Poetry Month is already in full swing in the Barrow Media Center even though it’s still March. I’ve found that April gets shortened due to testing, so we start celebrating poetry early. Classes at every grade level are signing up for various kinds of lessons from now through April. Some lessons are done in a single session while others span 3-4 lessons. Here are some of the lessons coming up:
- Overview of multiple kinds of poetry
- Book spine poems
- List poetry
- Shape poetry
- Poetry and photography
- Joyce Sidman poet study
- Animoto and Photo Story poems
Yesterday, Mrs. Yawn’s class came to learn about many kinds of poetry and we explored a list poem together. After using poems from the book Falling Down the Page collected by Georgia Heard, students wrote a list poem together. Every student thought of an object that was in their pouch in the classroom (the place where they keep their stuff), and they shared their line with a partner in order to give each other feedback to make the line more descriptive. Then, I went around to every student and typed their line into a poem that we then read together. I printed a copy for the class and a copy to display in the media center.

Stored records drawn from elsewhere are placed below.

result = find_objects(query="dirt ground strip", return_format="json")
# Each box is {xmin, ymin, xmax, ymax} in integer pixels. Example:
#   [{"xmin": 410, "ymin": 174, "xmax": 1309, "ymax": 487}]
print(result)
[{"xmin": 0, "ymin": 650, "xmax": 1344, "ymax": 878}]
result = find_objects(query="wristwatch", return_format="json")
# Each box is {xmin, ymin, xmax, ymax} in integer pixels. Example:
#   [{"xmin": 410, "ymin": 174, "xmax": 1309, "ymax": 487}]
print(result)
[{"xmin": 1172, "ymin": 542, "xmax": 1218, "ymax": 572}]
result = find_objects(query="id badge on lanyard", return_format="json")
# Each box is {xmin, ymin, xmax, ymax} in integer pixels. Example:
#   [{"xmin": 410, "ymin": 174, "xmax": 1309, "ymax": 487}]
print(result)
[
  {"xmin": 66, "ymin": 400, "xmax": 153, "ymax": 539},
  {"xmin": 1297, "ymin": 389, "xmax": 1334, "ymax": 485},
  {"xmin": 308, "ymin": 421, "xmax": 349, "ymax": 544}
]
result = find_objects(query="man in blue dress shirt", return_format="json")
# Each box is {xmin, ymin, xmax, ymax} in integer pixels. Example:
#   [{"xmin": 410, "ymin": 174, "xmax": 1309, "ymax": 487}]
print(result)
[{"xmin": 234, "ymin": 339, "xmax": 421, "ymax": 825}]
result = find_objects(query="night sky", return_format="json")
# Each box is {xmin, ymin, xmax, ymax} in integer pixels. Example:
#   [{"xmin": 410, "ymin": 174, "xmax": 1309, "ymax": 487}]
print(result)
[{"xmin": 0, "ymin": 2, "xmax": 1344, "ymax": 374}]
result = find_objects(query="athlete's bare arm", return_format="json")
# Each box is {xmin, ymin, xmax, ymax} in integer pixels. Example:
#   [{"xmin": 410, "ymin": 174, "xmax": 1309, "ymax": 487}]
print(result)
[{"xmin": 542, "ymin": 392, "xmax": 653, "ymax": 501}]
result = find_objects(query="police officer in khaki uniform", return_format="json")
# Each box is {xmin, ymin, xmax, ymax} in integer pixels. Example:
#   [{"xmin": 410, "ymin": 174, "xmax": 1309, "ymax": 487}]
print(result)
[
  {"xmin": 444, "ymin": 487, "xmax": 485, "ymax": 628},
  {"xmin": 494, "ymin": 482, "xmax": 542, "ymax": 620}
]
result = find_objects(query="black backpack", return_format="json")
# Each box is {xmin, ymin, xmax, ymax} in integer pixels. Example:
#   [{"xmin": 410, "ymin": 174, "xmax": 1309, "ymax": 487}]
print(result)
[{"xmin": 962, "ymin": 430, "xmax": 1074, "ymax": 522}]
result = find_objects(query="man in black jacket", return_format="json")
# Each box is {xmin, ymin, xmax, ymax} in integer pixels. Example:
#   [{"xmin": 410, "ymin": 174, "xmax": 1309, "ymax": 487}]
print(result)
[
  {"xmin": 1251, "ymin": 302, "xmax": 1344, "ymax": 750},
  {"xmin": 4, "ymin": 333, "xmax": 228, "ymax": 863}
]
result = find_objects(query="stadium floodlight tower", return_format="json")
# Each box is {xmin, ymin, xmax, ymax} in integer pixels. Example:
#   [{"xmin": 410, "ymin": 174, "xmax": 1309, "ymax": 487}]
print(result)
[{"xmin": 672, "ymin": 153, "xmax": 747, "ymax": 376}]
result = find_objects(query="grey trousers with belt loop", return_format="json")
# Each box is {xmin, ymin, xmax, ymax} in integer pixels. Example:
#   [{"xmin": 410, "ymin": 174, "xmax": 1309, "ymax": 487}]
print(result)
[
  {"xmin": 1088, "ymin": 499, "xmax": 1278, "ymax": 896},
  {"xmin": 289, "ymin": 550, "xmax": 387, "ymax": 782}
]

In PreK, Ms. Spurgeon and I are studying shape poetry with her class. We explored many examples of shape poems in books such as A Poke in the I, A Curious Collection of Cats, and Doodle Dandies. Then we wrote a shape poem together about a flower. Next, I’m going to their classroom to lead a writing
workshop where they will write their own shape poems. Each student has a symbol that represents them that is used to label things in the classroom. Each student will write a shape poem about their symbol. Ms. Spurgeon is preparing chart paper with symbols already drawn on them, and I’m gathering nonfiction books that are about each student’s symbol. These books will be a source for gathering words about the symbols. On writing day, Ms. Spurgeon, the paraprofessional, parent volunteers, and I will sit with students to conference and assist as they write.
Finally, we’ve just kicked off our poetry contest. Every student in the school is invited to submit a poem and prizes will be awarded in PreK-1st grade, 2nd-3rd grade, and 4th-5th grade. Poems can be any form, can be short or long, and must be original. Students can submit poems in any format: a piece a paper, on a napkin, a digital file in my drop box, or anything else they can think of.